Struggling to survive

After his immediate family abandoned him, he was taken in by aunts and uncles, but it was made clear that he was a burden on families already struggling to survive.

“I thought it was better if I was on the streets, even if it meant I didn’t have the guarantee of three meals a day,” he said. “I wanted freedom and I knew I was unwanted.”

Mr. Kim survived thanks to his intelligence, by begging from farmers, in markets or at train stations. Grandmothers could often be counted on for their generosity, he said, as well as – surprisingly – the soldiers. Mr Kim says he suspects they took pity on him as they were also young and estranged from their families.

When begging failed, he stole. Markets and train stations offered the richest pickings for a pickpocket, although there was always a possibility of them getting caught.

In the early hours of one morning, he was stealing a metal gate from a street in Undok to sell it for scrap when he saw a group of teenagers staring at it.

Steal coal from homes

“I knew I had to make a choice between running or staying,” he said. “If I ran, they would catch me and there were three of them, so they could take everything I had with me. But I had nothing, so I stayed.

One of the boys asked if he had a lighter, and in the moonlight he recognized a childhood friend. Mr. Kim was welcomed into the gang, and on the first night they broke into a house to steal coal.

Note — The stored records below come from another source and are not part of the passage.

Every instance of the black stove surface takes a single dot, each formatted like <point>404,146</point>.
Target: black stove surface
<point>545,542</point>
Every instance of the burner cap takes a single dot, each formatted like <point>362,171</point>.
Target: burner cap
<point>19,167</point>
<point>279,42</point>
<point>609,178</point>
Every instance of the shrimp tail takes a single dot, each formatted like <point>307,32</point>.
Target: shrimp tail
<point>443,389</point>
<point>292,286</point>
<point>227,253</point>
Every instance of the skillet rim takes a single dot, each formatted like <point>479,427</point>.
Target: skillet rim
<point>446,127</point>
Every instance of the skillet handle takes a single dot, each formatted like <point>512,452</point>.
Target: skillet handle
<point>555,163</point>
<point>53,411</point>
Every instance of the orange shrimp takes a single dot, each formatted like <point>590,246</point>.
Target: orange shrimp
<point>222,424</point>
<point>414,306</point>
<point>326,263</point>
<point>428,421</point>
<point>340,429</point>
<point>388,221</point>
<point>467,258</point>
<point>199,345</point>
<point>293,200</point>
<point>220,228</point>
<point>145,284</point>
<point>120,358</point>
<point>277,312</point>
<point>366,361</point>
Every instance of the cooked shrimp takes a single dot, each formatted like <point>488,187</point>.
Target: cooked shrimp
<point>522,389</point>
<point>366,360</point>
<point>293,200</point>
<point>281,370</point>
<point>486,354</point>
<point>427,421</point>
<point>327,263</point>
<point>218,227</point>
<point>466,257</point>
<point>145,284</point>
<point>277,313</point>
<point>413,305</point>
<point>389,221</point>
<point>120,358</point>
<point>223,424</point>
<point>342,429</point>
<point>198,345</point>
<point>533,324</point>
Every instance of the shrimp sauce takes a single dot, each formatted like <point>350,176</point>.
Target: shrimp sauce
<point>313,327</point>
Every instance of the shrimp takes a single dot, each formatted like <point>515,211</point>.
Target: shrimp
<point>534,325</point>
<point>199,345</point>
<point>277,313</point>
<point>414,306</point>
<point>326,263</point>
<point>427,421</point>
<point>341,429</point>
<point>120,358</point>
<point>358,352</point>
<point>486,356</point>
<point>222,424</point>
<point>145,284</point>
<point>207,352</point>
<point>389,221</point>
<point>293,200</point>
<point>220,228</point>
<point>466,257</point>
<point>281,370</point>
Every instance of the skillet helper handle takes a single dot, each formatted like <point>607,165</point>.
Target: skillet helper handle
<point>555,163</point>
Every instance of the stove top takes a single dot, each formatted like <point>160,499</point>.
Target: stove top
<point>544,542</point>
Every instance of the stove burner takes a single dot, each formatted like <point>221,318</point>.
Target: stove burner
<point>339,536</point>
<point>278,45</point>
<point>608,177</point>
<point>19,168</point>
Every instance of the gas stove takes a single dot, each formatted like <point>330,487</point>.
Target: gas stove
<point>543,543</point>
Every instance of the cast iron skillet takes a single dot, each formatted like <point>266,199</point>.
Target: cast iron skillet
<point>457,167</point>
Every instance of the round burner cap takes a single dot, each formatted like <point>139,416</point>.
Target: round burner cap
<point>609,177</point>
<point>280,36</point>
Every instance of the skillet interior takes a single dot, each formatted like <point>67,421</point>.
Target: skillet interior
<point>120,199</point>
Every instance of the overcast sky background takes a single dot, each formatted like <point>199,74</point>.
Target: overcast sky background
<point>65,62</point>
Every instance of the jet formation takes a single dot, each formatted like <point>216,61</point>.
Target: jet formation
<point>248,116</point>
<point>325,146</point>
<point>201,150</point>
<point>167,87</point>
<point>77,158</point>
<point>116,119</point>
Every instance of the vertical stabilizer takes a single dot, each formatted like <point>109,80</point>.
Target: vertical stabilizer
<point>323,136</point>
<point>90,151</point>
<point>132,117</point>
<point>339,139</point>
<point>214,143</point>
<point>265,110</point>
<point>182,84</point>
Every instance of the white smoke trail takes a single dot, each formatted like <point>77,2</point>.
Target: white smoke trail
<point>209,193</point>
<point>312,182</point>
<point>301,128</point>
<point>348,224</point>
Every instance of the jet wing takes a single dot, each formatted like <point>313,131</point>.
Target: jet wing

Over the next few months, they made a living by breaking into homes and taking any food or items they could sell. During the winter months – the average temperature in Undok is minus 11°C in January – they took over abandoned buildings.

This first gang did not last long as three boys were captured and Mr. Kim never saw them again, but he forged similar alliances with other homeless children.

Mr Kim survived on the streets for three years before escaping after deciding to go in search of his sister.

When asked if he had been able to find out anything about her, Mr Kim’s response was short: “Nothing”.

He said, “I didn’t survive because I was better at begging or stealing than the other boys; I survived because I knew I had been loved by my parents and my sister. It allowed me to continue.